MP Harriet Harman warns against '50 Shades' murder defence

Image source, Family handout
Image caption,
Natalie Connolly was killed by her partner John Broadhurst who engaged her in "rough sex"

Labour's former minister for women has called for a review of a killer's sentence who was jailed for his girlfriend's manslaughter.

Multi-millionaire John Broadhurst was jailed for less than four years for killing Natalie Connolly after engaging in "rough sex" at their home in Kinver.
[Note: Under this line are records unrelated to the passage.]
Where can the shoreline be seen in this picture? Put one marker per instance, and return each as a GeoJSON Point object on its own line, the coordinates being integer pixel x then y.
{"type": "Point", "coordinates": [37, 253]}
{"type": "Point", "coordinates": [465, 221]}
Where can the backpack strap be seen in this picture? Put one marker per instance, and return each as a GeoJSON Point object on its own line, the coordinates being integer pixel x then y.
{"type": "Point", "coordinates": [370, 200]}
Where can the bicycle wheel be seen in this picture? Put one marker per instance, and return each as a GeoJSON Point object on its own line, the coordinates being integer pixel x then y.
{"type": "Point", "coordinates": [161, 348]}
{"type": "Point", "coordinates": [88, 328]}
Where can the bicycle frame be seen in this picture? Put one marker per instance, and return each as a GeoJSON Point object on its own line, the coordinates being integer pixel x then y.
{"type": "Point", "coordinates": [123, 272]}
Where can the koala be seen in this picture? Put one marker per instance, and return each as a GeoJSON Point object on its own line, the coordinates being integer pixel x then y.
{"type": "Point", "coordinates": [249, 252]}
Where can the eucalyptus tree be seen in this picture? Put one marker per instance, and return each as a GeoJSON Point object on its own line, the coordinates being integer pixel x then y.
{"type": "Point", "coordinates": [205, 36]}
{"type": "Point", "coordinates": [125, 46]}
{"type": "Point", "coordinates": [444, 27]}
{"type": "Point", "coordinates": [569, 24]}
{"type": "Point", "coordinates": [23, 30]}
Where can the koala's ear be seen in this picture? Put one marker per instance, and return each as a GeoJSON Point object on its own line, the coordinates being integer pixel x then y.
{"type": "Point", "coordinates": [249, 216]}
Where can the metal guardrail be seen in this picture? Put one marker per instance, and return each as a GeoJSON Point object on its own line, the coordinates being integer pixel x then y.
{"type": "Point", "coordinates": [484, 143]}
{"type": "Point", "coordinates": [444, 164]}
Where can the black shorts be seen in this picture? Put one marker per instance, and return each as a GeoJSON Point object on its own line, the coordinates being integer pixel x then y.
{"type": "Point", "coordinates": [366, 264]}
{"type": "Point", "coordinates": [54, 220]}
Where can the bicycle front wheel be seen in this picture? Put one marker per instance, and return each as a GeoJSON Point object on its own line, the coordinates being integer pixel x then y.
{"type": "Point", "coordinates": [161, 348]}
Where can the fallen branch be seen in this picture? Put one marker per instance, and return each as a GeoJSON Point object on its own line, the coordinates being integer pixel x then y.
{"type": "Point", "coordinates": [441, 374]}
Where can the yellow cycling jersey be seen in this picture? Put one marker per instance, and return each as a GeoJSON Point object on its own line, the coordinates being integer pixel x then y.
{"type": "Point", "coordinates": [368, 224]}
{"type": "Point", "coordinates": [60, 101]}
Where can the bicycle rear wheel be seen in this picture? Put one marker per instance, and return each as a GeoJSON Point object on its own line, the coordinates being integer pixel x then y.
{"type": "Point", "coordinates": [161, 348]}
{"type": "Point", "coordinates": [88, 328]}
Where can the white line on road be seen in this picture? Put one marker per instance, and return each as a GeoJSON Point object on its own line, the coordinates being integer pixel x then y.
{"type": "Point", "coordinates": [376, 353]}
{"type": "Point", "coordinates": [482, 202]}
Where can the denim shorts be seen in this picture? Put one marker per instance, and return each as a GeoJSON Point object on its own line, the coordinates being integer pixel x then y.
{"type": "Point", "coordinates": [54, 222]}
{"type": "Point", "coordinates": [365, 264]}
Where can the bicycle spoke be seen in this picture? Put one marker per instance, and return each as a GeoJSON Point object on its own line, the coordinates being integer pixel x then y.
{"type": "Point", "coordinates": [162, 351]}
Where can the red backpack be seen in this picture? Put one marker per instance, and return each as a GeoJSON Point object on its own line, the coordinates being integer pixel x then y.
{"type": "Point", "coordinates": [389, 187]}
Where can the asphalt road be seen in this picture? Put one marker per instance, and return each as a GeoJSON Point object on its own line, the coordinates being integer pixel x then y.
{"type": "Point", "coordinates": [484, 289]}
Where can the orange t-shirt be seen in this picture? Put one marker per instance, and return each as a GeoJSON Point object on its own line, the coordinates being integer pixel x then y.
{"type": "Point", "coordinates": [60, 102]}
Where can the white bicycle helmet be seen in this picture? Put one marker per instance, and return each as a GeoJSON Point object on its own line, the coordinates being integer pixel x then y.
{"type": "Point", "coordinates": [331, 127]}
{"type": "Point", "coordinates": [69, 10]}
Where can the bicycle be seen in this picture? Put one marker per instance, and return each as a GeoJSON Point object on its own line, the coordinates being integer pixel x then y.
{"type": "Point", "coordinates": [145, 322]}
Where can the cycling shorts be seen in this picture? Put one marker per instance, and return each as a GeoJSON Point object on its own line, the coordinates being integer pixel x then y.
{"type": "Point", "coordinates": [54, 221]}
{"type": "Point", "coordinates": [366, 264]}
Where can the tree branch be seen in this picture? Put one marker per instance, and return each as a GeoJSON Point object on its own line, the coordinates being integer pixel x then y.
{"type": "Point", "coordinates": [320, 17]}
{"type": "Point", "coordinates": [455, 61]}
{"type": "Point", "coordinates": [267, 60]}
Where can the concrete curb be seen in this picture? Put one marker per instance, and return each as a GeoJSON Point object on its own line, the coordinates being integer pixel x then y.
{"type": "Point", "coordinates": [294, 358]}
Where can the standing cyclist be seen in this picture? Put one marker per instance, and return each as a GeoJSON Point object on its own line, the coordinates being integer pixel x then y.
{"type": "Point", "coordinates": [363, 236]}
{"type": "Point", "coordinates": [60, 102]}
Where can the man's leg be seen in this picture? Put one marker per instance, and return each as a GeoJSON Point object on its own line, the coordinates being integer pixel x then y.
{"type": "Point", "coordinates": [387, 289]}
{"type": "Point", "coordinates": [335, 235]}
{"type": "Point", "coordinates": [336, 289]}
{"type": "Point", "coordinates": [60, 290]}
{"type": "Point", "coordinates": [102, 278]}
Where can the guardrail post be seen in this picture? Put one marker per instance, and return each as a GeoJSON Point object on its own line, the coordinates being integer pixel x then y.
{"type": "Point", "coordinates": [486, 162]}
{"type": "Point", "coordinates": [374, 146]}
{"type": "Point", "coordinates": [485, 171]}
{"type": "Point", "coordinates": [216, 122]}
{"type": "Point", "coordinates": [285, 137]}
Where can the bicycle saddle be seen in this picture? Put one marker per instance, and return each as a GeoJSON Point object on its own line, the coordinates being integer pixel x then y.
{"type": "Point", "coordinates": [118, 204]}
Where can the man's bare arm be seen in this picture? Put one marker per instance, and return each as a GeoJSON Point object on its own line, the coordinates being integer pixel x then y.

Labour MP Harriet Harman called it the "50 Shades of Grey defence", whereby men claim women asked for violence.

"We cannot have a situation where men kill women and blame them," she said.

Image source, PA
Image caption,
John Broadhurst admitted manslaughter by gross negligence which was accepted in place of his original murder charge

"No man will ever be accused of murder again if he can always say, 'yes she's injured, she wanted it'," the MP for Camberwell and Peckham told BBC Woman's Hour.

"She will never be able to say, 'no I didn't' because he's killed her and therefore she hasn't got a voice."

Ms Harman has written to the attorney general to look at whether Broadhurst's sentencing was too "lenient".

The attorney general said he was already looking at the case after a submission by a member of the public and he has 28 days to decide whether to send the case to the Court of Appeal.

Image caption,
Harriet Harman said Broadhurst "besmirched" his girlfriend's reputation "to get a light sentence"

Broadhurst, who was initially charged with murder, claimed the 26-year-old mother-of-one was injured as a result of consensual sexual activity fuelled by alcohol and drugs.

The CPS changed the charge to manslaughter during the trial when there ceased to be a "realistic prospect of conviction".

Ms Harman said the defence was "ominous" as the offender "cannot be contradicted when he says she [the victim] wanted it".

The MP was criticised by barristers on social media including author 'The Secret Barrister' who suggested she "obtain the full facts" before forming an opinion on the sentence.

Ms Harman admitted she had not been in court, but said she had spoken to Ms Connolly's family and read reports of the case.

Ms Connolly's family described Broadhurst as "callous", "disrespectful", and "heartless".

"He has never publicly apologised or shown any remorse for the cruel way in which he left my daughter."